Introduction

A common use case when doing an operation within a document is able to get specific content based on the specific type of elements or group the elements by the types and iterate through it.

It requires a lot of work to get a text from paragraph or table element, you need to iterate through paragraphs or tables element down to its children element until you got the run text element.

UniOffice starting with version v.1.16.0 now support extracting document elements as nodes and you can manipulate content on it. The advantage of it is, it keeps the styles and properties intact with the element.

Sometimes the goal of extracting this content is to duplicate or save it separately into a new document. For example, you may wish to extract the content and:

  • Make a split to document based on elements —e.g., paragraph or table.
  • Rendered a specific portion of a document.
  • Duplicate the content in the document many times.
  • Work with this content separate from the rest of the document.

Here’s an example of how to replace text and split the document based on style with UniOffice.
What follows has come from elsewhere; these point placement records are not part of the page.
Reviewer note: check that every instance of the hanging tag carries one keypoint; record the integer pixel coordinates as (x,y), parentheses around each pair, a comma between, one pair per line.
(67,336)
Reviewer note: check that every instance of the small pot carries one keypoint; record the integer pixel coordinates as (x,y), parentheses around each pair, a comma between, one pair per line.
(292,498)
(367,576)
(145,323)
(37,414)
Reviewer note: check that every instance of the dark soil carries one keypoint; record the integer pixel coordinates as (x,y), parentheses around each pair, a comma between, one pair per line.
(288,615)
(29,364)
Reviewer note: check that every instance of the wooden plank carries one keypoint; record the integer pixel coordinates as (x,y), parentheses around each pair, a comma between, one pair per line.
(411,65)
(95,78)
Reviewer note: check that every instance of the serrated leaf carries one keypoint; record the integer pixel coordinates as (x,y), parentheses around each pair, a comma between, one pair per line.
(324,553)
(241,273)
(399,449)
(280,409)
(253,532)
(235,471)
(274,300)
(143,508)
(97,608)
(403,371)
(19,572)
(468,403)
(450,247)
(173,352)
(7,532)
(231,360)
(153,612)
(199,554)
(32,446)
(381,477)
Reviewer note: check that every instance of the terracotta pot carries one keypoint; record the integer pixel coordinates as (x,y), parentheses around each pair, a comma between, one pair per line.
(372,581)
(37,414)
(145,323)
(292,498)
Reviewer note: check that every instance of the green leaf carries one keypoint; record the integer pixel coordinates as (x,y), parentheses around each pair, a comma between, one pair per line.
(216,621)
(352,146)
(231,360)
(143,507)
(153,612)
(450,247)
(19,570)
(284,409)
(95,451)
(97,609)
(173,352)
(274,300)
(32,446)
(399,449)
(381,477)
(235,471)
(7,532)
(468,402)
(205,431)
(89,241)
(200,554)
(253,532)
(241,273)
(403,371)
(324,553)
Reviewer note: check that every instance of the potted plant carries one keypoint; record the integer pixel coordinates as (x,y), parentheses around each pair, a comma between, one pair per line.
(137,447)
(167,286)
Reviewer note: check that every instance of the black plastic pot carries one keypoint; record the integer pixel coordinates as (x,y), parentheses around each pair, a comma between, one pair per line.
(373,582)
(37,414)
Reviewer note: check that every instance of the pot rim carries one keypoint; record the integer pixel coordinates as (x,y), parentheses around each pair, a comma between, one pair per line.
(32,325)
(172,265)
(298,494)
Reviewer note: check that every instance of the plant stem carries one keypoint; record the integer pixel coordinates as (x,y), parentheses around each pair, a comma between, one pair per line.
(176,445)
// This example shows how Nodes can be used to work generically with document contents to find and copy -
// contents across files.  In this example we do:
// 1. Load an input sample document file
// 2. Identify paragraphs with style "heading 1" and use that as a section divider
// 3. Create a new document for each section, and output each section to separate file with names: node-document-i.docx where `i` is the section index.
// In addition we illustrate how to perform some simple replacements that are included in the output files.

package main

import (
	"fmt"
	"log"
	"os"

	"github.com/unidoc/unioffice/common/license"
	"github.com/unidoc/unioffice/document"
)

func init() {
	// Make sure to load your metered License API key prior to using the library.
	// If you need a key, you can sign up and create a free one at
    // https://cloud.unidoc.io
	err := license.SetMeteredKey(os.Getenv("UNIDOC_LICENSE_API_KEY"))
	if err != nil {
		panic(err)
	}
}

func main() {
	doc, err := document.Open("sample.docx")
	if err != nil {
		log.Fatalf("error opening document: %s", err)
	}
	defer doc.Close()

	// Get document element as nodes.
	nodes := doc.Nodes()

	// Replace text inside nodes based on text.
	nodes.ReplaceText("Where can I get some?", "The Title is Replaced")
	nodes.ReplaceText("Why do we use it?", "I Am The New Title of Document")

	// Find nodes by style name.
	nodesByStyle := nodes.FindNodeByStyleName("heading 1")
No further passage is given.